Etihad Airways has reported on what it describes as “another year of sustained growth” in 2016, expansion achieved off the back of new aircraft deliveries, additional frequencies on various services and the introduction of further product offerings.
During the year, Etihad Cargo carried 592,700 tonnes of freight, a figure not dissimilar to that of 2015’s. In 2015, it flew 592,090 tonnes of freight and mail, a 4% increase on 2014.
However, Etihad’s cargo operation expanded its freighter services to several new markets, including Columbus Rickenbacker, Ohio, in the US; East Midlands and London Stansted in the UK; Copenhagen in Denmark; Brussels, Belgium; Addis Ababa and Casablanca in Ethiopia and Morocco, Africa, respectively; Colombo, Sri Lanka; Muscat, Oman; and Zhengzhou in China. These additions brought the number of freighter-only destinations on the Etihad Cargo network to 15.
Over the course of 2016, parent carrier Etihad Airways – which became part of the wider Etihad Aviation Group (EAG) when the latter was formed in May 2016 – operated more than 109,000 scheduled passenger and cargo flights to a total of 112 destinations.

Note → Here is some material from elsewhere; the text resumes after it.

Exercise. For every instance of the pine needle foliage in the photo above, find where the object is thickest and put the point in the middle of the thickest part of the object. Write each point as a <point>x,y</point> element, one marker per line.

Last year, it launched Venice in Italy, Rabat in Morocco and Sabiha Gokcen in Turkey as new destinations on its network.
Also during the year, the airline took delivery of 10 aircraft: two Boeing 777-200 freighters, three Airbus A380s and five B787s.
A further 12 aircraft are scheduled for delivery in 2017: one A330-200 freighter, nine Boeing 787s and two A380s.
James Hogan, president and chief executive of EAG, commented: “2016 saw sustained growth in a very tough business environment.
“This is where Etihad Airways’ superior products and services show their true value and where the strength of the EAG business model comes into effect through its diversity of businesses, cost effective synergies and global spread of risk.
“Most importantly, in 2016 we were able to introduce our new Group structure, which positions this business for long-term growth and development.”
Looking ahead, Hogan continued: “2017 will be another challenging year. We will continue to expand prudently and efficiently, reflecting the nature of the economic environment.
“We remain optimistic and have every belief that our robust business model will succeed and, most importantly, stand the test of time.”
However, Hogan himself is to leave the airline group in the second half of this year.
He will join an investment company. EAG chief financial officer James Rigney is also leaving the group.
A global search for their replacements is underway, an Etihad statement confirmed last month (January).